[dns-operations] Question for fellow users of RIPE ATLAS (broken/saturated probes or what?)

Tue Dec 11 14:33:04 UTC 2018

Hi,

Since this is also important here for our Ops team, I decided to drill
down a bit more.

*TL;DR summary*: I could not find the same issues in both on b-root data
or .nl data; therefore maybe something transient?  @Jake: Could you run
this measurement again?

best,

/giovane

Analysis
============================

@Jake: is this the measurement you used for these graphs [0]?

I've parsed this results and added probe version and other info,
including catchment (anycast site). See 17947276.csv.gz.

Anycast sites mapping hypothesis:
  * Diff probes could go to different countries (bgp mappings are
sometimes a bit chaotic, see [1]). For example, probes in the NL could
wind up being answered by a site in Japan. However, this is not the
case: all probes from [0] are answered by London sites.

The only correlation we can clearly see is this:
  * all system-version 1 probes in your measurement are slow
  * most of version 2 (v2) are slow; some are fast
  * v3 and v4 are really fast

OK, so the question is: is this also observed in other datasets?

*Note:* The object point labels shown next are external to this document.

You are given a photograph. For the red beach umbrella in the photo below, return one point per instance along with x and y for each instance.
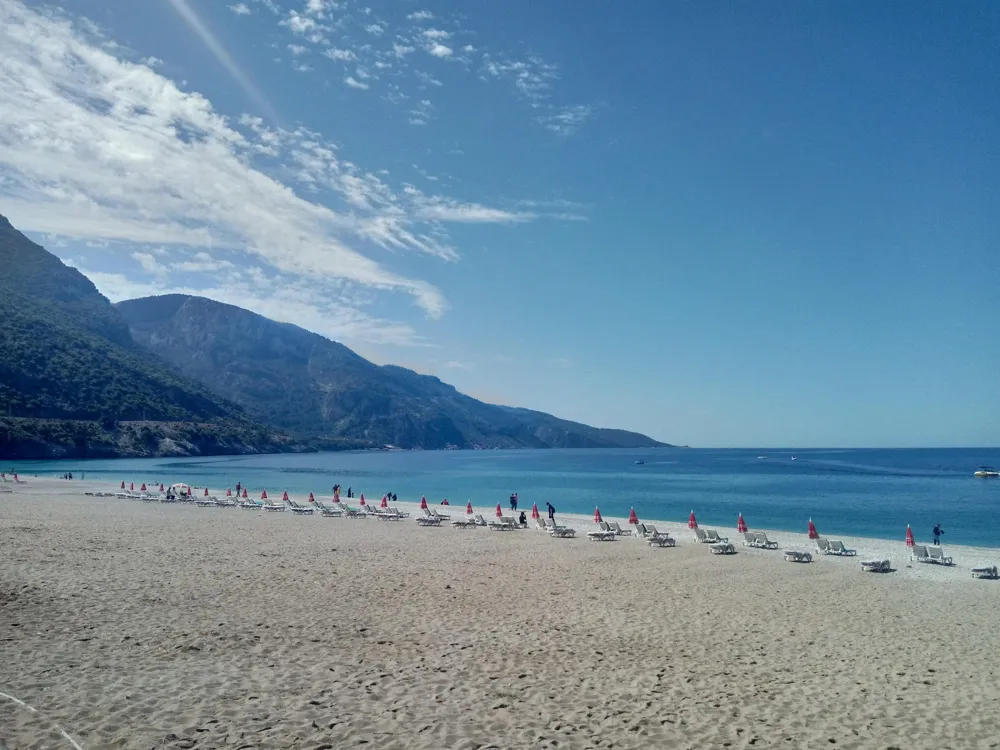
(813, 534)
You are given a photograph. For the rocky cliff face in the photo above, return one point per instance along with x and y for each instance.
(301, 381)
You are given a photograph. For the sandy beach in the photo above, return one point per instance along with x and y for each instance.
(147, 625)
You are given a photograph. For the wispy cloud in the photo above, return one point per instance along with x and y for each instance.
(223, 57)
(567, 120)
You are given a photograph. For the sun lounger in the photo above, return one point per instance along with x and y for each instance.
(837, 548)
(985, 572)
(876, 566)
(329, 511)
(938, 556)
(601, 536)
(794, 556)
(762, 542)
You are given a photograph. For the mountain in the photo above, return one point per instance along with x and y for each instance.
(303, 382)
(71, 376)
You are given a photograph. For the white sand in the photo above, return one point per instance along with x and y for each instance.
(146, 625)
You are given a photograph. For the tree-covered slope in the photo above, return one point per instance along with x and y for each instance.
(304, 382)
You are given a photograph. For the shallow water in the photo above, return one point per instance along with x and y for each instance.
(870, 493)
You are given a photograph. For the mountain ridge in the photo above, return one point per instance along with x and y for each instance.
(332, 391)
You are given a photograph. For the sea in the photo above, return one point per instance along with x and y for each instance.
(850, 492)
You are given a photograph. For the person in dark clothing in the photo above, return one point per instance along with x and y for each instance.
(938, 531)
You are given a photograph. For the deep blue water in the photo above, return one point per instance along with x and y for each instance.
(872, 493)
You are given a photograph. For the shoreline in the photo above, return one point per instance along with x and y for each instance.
(882, 548)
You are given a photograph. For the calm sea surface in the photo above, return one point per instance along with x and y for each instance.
(872, 493)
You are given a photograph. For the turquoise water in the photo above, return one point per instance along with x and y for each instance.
(872, 493)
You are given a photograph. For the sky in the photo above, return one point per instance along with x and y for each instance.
(736, 224)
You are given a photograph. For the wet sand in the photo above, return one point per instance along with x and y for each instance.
(141, 625)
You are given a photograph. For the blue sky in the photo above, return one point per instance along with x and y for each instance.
(746, 224)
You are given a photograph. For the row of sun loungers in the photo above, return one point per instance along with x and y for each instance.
(923, 553)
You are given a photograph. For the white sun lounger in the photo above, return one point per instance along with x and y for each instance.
(938, 556)
(876, 566)
(985, 572)
(795, 556)
(837, 548)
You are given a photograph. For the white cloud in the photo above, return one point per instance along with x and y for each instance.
(436, 34)
(342, 55)
(99, 148)
(567, 120)
(440, 50)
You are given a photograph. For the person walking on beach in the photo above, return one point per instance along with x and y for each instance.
(938, 531)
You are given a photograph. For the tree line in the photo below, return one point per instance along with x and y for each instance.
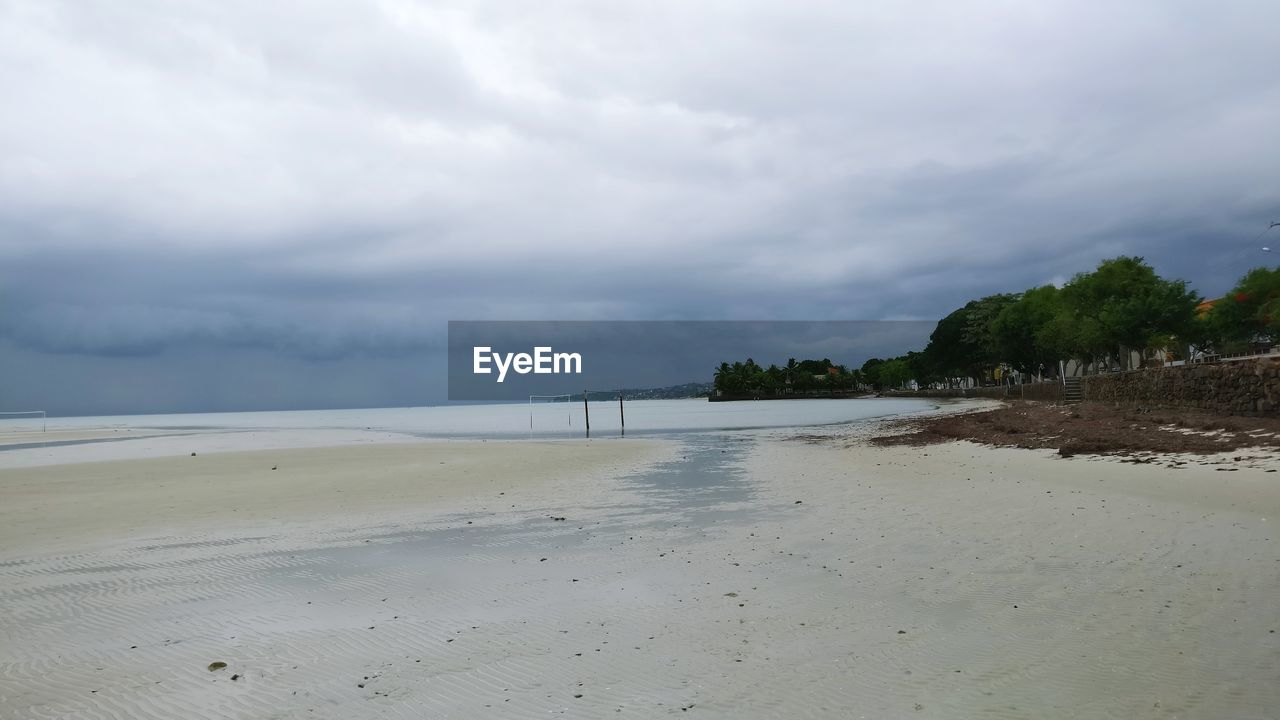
(1120, 315)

I did two things to verify this.

Step 1: Analyze chaos B-root queries (built-in atlas measurement)
=================================================================

Atlas has built-in measurements, which means that all probes are used
and they are continuously monitored.

I downloaded 1 hour of measurements from Atlas for b-root using [2],
from today (GMT 00:00 to 01:00). This measurement, like [0], is
hostanme.bind DNS chaos queries.

Then, I parsed the results and procedure with some filtering:

 - Consider only measurements going to one anycast site (LAX) -- so all
probes would hit the same site (the other b-root site is MIAMI)
 - Consider only probes within one country. I choose Germany because it
has many probes (good for coverage), and it's far enough from LAX so
most of the latency from anywhere in Germany to LAX should be, in
theory, similar.

Ultimately, we ended up with:
 -  82 probes version 1 (extract from tag 'system-v1') from [3]
 - 231 probes version 2 (tag 'system-v2' from [3] )
 - 987 probes version 3 (tag 'system-v3' from [3] )
 -  24 proves version 4 (tag 'system-v4' from [3])

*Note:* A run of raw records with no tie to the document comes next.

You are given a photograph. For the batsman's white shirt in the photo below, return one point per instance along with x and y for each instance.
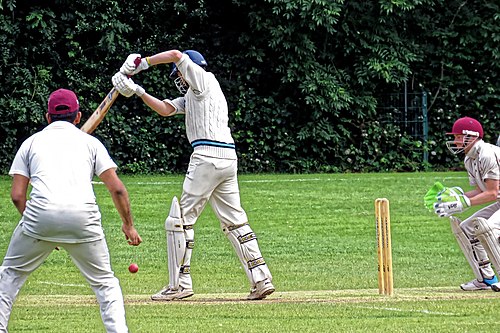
(61, 161)
(206, 111)
(483, 162)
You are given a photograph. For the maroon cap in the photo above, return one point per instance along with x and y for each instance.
(467, 125)
(63, 101)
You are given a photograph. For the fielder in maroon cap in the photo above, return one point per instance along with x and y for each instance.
(60, 162)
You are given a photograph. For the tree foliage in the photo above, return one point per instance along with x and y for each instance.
(305, 79)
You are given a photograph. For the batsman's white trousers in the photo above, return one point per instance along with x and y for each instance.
(492, 214)
(25, 254)
(214, 180)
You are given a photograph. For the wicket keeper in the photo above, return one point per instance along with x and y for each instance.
(477, 235)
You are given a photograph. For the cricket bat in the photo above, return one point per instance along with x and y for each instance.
(103, 108)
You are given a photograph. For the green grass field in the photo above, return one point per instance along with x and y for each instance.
(317, 234)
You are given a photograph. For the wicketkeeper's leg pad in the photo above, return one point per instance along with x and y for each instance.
(490, 239)
(180, 243)
(245, 244)
(477, 260)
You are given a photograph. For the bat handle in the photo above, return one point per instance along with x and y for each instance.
(137, 62)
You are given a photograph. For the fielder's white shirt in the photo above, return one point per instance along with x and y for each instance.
(483, 162)
(61, 161)
(206, 111)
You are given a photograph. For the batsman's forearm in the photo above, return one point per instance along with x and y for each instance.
(20, 205)
(122, 204)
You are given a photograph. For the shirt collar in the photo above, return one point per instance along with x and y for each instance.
(476, 149)
(60, 124)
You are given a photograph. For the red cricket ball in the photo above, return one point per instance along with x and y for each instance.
(133, 268)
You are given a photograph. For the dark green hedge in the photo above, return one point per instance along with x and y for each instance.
(304, 78)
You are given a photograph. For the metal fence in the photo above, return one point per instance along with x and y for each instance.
(408, 111)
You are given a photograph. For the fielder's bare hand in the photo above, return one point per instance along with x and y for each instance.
(131, 235)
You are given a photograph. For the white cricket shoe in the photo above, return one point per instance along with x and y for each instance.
(475, 285)
(261, 290)
(169, 294)
(495, 286)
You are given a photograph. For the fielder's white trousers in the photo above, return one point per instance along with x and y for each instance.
(25, 254)
(492, 214)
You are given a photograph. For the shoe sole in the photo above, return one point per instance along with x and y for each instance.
(479, 289)
(172, 298)
(264, 294)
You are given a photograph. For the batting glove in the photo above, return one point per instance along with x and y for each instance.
(130, 66)
(126, 86)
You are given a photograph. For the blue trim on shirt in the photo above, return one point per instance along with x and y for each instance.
(212, 143)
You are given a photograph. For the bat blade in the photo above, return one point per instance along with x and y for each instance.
(98, 115)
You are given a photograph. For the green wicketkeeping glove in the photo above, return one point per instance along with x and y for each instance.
(431, 195)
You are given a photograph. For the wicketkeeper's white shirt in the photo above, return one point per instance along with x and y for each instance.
(61, 161)
(483, 162)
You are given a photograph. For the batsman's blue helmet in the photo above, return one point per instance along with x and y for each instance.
(195, 56)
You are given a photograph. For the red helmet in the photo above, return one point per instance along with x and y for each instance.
(468, 126)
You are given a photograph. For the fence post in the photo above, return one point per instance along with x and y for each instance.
(425, 125)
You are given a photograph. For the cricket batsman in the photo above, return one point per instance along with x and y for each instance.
(211, 177)
(477, 235)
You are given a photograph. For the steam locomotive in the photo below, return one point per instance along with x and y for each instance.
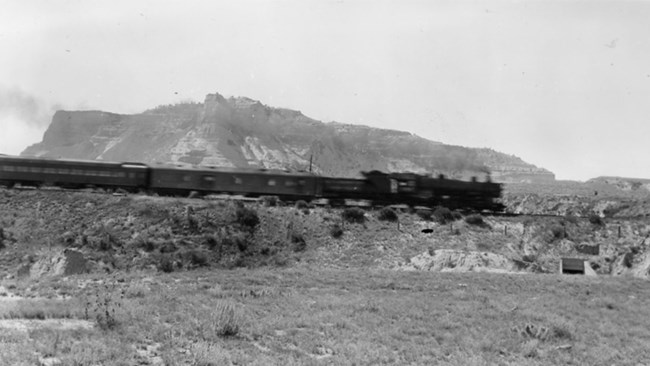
(379, 188)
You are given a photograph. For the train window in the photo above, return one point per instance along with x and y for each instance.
(393, 186)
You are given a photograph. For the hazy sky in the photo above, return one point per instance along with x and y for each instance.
(564, 85)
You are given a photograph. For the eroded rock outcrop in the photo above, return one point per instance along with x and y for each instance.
(241, 132)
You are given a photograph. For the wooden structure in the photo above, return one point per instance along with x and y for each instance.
(572, 266)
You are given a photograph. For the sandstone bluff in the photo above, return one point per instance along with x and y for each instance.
(241, 132)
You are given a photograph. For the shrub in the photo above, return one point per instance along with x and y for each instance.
(247, 218)
(301, 204)
(198, 258)
(211, 241)
(238, 240)
(596, 220)
(425, 214)
(571, 219)
(336, 231)
(442, 215)
(270, 201)
(103, 307)
(299, 243)
(455, 215)
(558, 231)
(354, 215)
(166, 264)
(226, 319)
(387, 214)
(475, 219)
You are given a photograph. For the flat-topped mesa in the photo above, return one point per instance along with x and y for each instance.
(243, 132)
(215, 108)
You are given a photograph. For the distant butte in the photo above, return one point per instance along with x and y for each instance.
(241, 132)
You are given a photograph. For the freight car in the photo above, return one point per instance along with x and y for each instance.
(376, 187)
(248, 182)
(72, 173)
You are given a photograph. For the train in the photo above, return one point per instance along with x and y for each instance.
(377, 187)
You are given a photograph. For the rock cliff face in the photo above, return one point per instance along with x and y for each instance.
(240, 132)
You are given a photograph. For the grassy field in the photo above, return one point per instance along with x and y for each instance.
(341, 317)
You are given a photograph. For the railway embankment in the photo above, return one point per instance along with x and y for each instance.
(51, 233)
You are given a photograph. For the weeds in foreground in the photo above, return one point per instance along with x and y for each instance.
(104, 305)
(226, 319)
(336, 231)
(354, 215)
(387, 214)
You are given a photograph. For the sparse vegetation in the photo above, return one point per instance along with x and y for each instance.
(387, 214)
(247, 218)
(270, 201)
(301, 205)
(336, 231)
(596, 220)
(475, 219)
(354, 215)
(425, 214)
(300, 296)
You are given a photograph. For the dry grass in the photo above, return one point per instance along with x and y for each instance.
(296, 316)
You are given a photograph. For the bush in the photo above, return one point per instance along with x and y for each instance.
(198, 258)
(336, 231)
(238, 240)
(354, 215)
(425, 214)
(301, 204)
(388, 214)
(226, 319)
(558, 232)
(442, 215)
(299, 242)
(166, 264)
(475, 219)
(247, 218)
(270, 201)
(596, 220)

Ok, so now that we have only Germany-based probes reaching only one site
of b-root (LAX), See 10310-onlyDE.csv.gz

By analyzing the RTT distribution for these probes and versions, we
found that there is as median RTT :

   * V1:  167.9 ms
   * V2:  167.0 ms
   * V3:  164.4 ms
   * V4:  168.7 ms

So the hypothesis of all V1 and V2 probes being way 'slower' does not
hold for b-root today's measurement.

So what  now?
=================

Your .ca measurements show an issue with probe version, b-root one does
not, at least for Germany.

There are other hypothesis:
 - built-in measurements have higher priority, so b-root would not be
affected

To rule  this out, let's analyze another measurement, on .nl

Step 2: analyzing .nl data
==========================

We use measurement [4] in this analysis, executed on  2018-12-07, with
~10k probes. Let's again filter German probes using the same procedure
used in step 1. But now we filter only probes staying in Berlin --
hostname.bind tld-nl-fra1 or tld-nl-fra2).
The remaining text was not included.